An informal workshop
Mind the gap will let us confront and analyse multiple aspects of space, from the perspectives of physics, architecture, urbanism, the arts, neuroscience, psychology, and philosophy. It will be hosted at SISSA, with the active participation of some of our PhD students in cognitive neuroscience and in other fields. We exist within a spatiotemporal dimension, one that we still think of as the condition for experience – as Kant had demonstrated in response to Newton’s view of space as the absolute reality, calling space and time the forms of intuition. The general theory of relativity displaced Newtonian assumptions, but our folk assumptions about our spatiotemporal experience have not followed. Nor are the psychology and physiology underlying our ability to navigate the environment reducible to physics. We imagine and remember ourselves in spaces. Architecture and design model space so that it becomes usable by the embodied, mobile, relational creatures that we are.

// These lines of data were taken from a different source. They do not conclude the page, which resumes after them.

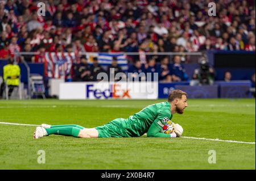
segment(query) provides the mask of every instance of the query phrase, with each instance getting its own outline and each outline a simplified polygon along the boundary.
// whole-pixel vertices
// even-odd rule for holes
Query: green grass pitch
[[[165,100],[0,101],[0,121],[76,124],[91,128],[127,118]],[[189,99],[184,136],[255,142],[255,99]],[[35,127],[0,124],[0,169],[255,169],[255,145],[184,138],[82,139],[51,135],[34,140]],[[37,162],[38,151],[46,163]],[[208,163],[208,151],[216,163]]]

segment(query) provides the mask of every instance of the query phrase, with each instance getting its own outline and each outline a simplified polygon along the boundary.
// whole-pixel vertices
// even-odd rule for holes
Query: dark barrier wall
[[[189,86],[177,85],[176,89],[182,90],[188,94],[189,98],[217,98],[218,86]]]
[[[251,98],[250,91],[251,82],[249,81],[216,81],[215,83],[219,86],[219,97],[222,98]]]
[[[160,83],[158,84],[158,98],[167,98],[169,93],[175,89],[176,85],[189,85],[188,82],[177,83]]]
[[[0,61],[0,76],[3,75],[3,68],[7,64],[7,61]],[[37,74],[42,76],[44,75],[44,64],[28,64],[30,68],[30,74]],[[19,64],[20,68],[21,81],[27,83],[27,71],[23,64]]]
[[[213,86],[190,86],[188,82],[179,83],[159,83],[158,98],[168,98],[168,94],[174,89],[187,92],[189,98],[251,98],[250,81],[216,81]]]
[[[232,80],[251,80],[255,73],[255,52],[210,50],[207,54],[217,81],[224,80],[226,71],[232,74]]]

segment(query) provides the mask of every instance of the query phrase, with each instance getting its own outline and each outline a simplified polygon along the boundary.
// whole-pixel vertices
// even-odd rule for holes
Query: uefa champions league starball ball
[[[160,132],[165,134],[172,133],[174,132],[174,123],[173,123],[171,120],[168,120],[167,123],[164,125],[163,128]]]

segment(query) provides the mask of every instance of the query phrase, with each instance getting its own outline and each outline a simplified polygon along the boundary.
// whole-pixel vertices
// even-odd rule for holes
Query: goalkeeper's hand
[[[177,137],[181,137],[183,133],[183,128],[179,124],[175,124],[174,125],[174,131],[177,135]]]

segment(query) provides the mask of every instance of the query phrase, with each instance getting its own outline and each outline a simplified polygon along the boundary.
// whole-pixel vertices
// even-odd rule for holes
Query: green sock
[[[75,127],[81,129],[84,128],[83,127],[80,126],[77,124],[53,125],[51,126],[51,128],[61,128],[61,127]]]
[[[53,128],[45,128],[48,135],[52,134],[72,136],[73,137],[78,137],[80,129],[76,127],[60,127]]]

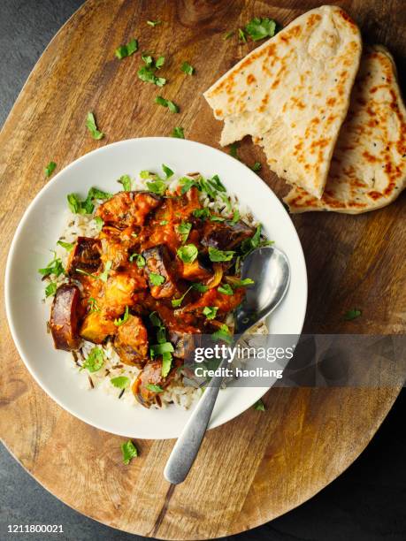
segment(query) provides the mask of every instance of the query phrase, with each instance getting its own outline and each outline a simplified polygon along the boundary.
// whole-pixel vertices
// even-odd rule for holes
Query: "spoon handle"
[[[224,368],[226,363],[227,359],[225,358],[218,368]],[[210,386],[206,387],[204,394],[198,401],[172,450],[164,476],[173,484],[182,483],[192,468],[206,432],[222,381],[222,376],[215,376],[211,379]]]

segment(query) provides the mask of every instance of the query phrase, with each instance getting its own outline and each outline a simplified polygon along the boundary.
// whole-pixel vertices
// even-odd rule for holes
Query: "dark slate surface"
[[[82,0],[0,0],[0,124],[54,34]],[[310,501],[240,541],[405,541],[406,390],[361,457]],[[143,539],[92,521],[47,492],[0,448],[0,539]],[[97,505],[95,502],[95,505]],[[8,524],[62,524],[64,533],[7,534]]]

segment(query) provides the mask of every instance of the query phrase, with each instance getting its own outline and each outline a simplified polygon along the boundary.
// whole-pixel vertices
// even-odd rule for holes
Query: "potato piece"
[[[148,333],[138,316],[129,316],[118,329],[114,349],[124,364],[142,368],[148,355]]]
[[[103,317],[101,312],[90,312],[86,316],[80,327],[80,335],[94,344],[101,344],[108,336],[117,332],[117,326],[111,319]]]
[[[143,225],[146,217],[160,204],[161,198],[150,192],[119,192],[103,202],[96,215],[117,227]]]
[[[69,254],[66,272],[73,278],[80,278],[83,274],[77,269],[93,274],[100,267],[100,253],[102,243],[91,237],[78,237]]]
[[[71,351],[80,343],[78,322],[80,315],[80,292],[73,284],[59,286],[50,309],[50,331],[57,349]]]

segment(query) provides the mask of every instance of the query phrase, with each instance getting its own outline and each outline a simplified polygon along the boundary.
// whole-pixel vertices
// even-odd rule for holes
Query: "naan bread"
[[[204,93],[225,121],[220,144],[252,135],[280,177],[321,197],[361,49],[341,8],[298,17]]]
[[[332,159],[323,197],[294,187],[291,212],[358,214],[392,202],[406,187],[406,110],[391,54],[367,48]]]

The constructed spaces of cities determine social and economic behaviors, and the spaces between us are functions of emotional proximity and social cohesion. Our proprioceptive and peripersonal senses develop within socially shared spaces. The ability to direct our attention and movements in space appears to have evolved on a continuum with that in our most distant ancestors. It is now, however, being radically transformed by virtual communication, which separates audiovisual percepts from other modalities: it thereby leads to a loss of synchronous affect and of congruence between our embodied present within one spatial environment and the social, emotional and attentional relation to others. These are some of the themes we aim to cover in June.